Neubaugebiet als neue Herausforderung

"Anfangs lag hier der Anteil der Menschen mit Migrationshintergrund bei 75 Prozent", erinnert sich die Geistliche Begleiterin im Familienzentrum an den Beginn des Jahrhunderts. Die meisten Zugezogenen kamen aus Ländern der ehemaligen Sowjetunion, ein größerer Teil war türkischer oder kurdischer Herkunft. Es gab auch Griechen, Polen und Rumänen. Als die Stadt 2005 die Sozialarbeit im Viertel einstellte, beschloss der Kirchengemeinderat von Dreifaltigkeit, ein Café als niederschwelligen Treffpunkt anzubieten, Kinder, deren Muttersprache nicht Deutsch ist, zu fördern und eine mehrsprachige Bücherei einzurichten. "Das haben wir alles bis heute durchgehalten", freut sich Angelika Böhm.

Hinter der Kinderecke lächelt Papst Franziskus vom Einband eines Kochbuchs und das Konterfei von Hans Küng konfrontiert mit der Frage 'Wozu Weltethos?'. Diesen theologisch-spirituellen Bereich der Bücherei möchte Angelika Böhm in nächster Zeit ausbauen. Im Blick hat sie dabei die Menschen, die in den letzten Jahren gegenüber MOMOs WELT neu gebaut haben. "Im Hofgut lebt mehrheitlich eine gutsituierte deutsche Mittelschicht", weiß die Theologin. Ihr Ziel ist es, dass das Familienzentrum mit der Bücherei nicht nur geografisch die Schnittstelle zwischen diesem Quartier und der multikulturellen Domäne Hochberg bildet, sondern dass sich dort die unterschiedlichen Menschen begegnen können.

Attraktives Ehrenamt

Während das Café und die Bücherei noch unter den Folgen der Coronapause leiden, aber nach den Osterferien wieder richtig durchstarten wollen, wirkt sich auch der Krieg in der Ukraine auf MOMOs WELT aus. "Zu uns kommen Frauen mit ukrainischen und mit russischen Wurzeln", bestätigt Büchereileiterin Elisabeth Bodenmüller. Sie bekomme mit, dass es selbst innerhalb russischer Familien Spaltungen gebe - die einen für, die anderen gegen Putin. In der Einrichtung sollen aber weiterhin alle willkommen sein, wünscht sie sich.

Welche Literatur angeschafft werden soll, da ist Elisabeth Bodenmüller besonders bei den für sie fremden Sprachen auf Mithilfe der Migrantinnen und Migranten angewiesen. Die Seniorin kümmert sich seit 2017 um die mehrsprachige Bücherei.
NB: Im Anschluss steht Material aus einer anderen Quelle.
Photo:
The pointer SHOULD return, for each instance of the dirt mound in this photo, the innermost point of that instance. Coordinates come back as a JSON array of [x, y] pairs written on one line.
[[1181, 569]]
Angelika Böhm habe sie damals angesprochen, nachdem die Gründerin und ehemalige Kirchengemeinderätin Melanie Besenfelder gestorben war. "Ehrenamtliche für so eine Arbeit zu finden ist immer noch aufwendig, aber viel weniger als beispielsweise Verantwortliche für die Sakramentenvorbereitung", verrät die Pastoralreferentin im Blick aufs ganze Familienzentrum. Denn: "Wenn Kirche sich so in die Gesellschaft einbringt, dann ist sie attraktiv."